Judges: What it Takes to be a Dallas Cowboys Cheerleader
Second round underway for ‘America’s Sweethearts’
Amanda Salinas
The 33 News
May 29, 2009
DALLAS, TX – By the end of this weekend, 45 women in North Texas will be on a much sought-after list. Those ladies will move on to the final round of tryouts for the Dallas Cowboys Cheerleaders.
Today I asked the judges what it takes to make the squad.
They’re pretty and poised all smiles in their suits, ready for an interview that will make or break their chance to become a Dallas Cowboys cheerleader.
Inside the studios, Nicole Hamilton is done with her panel interview. If she makes the squad, this will be her fifth year on the team, “This has been the most rewarding experience I can honestly say I’ve ever had,” Nicole said. This year more than 600 girls turned out for the first round of auditions. Only 75 got callbacks, one of which is Nicole Palas. “It is tough though it is very hard,” Palas said about the team’s tryouts.
The last part of the auditions happens the training studio, where the finalists will undergo a rigorous two-month training camp, cutting the squad down to just 36 women.
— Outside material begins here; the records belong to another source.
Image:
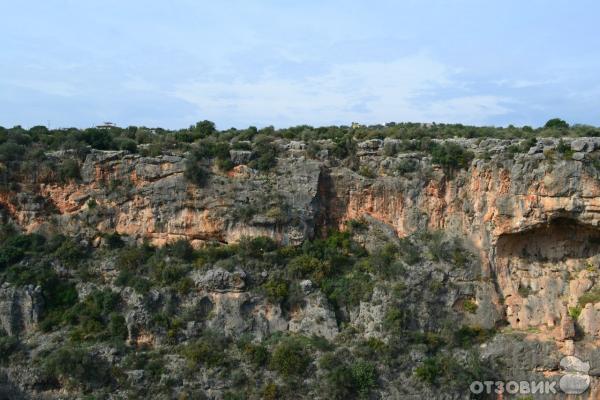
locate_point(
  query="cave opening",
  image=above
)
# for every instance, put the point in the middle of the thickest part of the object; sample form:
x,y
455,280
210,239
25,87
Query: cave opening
x,y
556,241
Kelli Finglass, the squad’s director, said the team has rehearsals almost every night with physical fitness, all while learning up to 50 routines over the summer.
Finglass has helped transform the squad and make it a marketable brand, from the successful bikini calendars to the hit reality TV show.
Country Music Television is filming the Cheerleaders fourth season of “Making the Team,” making the process very public.
“The disappointments are bigger; the dreams are bigger,” Finglass said.
The women who have those dreams, like veteran Nicole Hamilton, say it’s all worth it. “You workout, you eat right, you uphold your beauty and your poise. You can be anything; you just have to work hard at it.”
Finglass told us this year the new Cowboys Stadium in Arlington is playing a role during tryouts. They have to think about how a girl will look on a 60-yard high definition screen.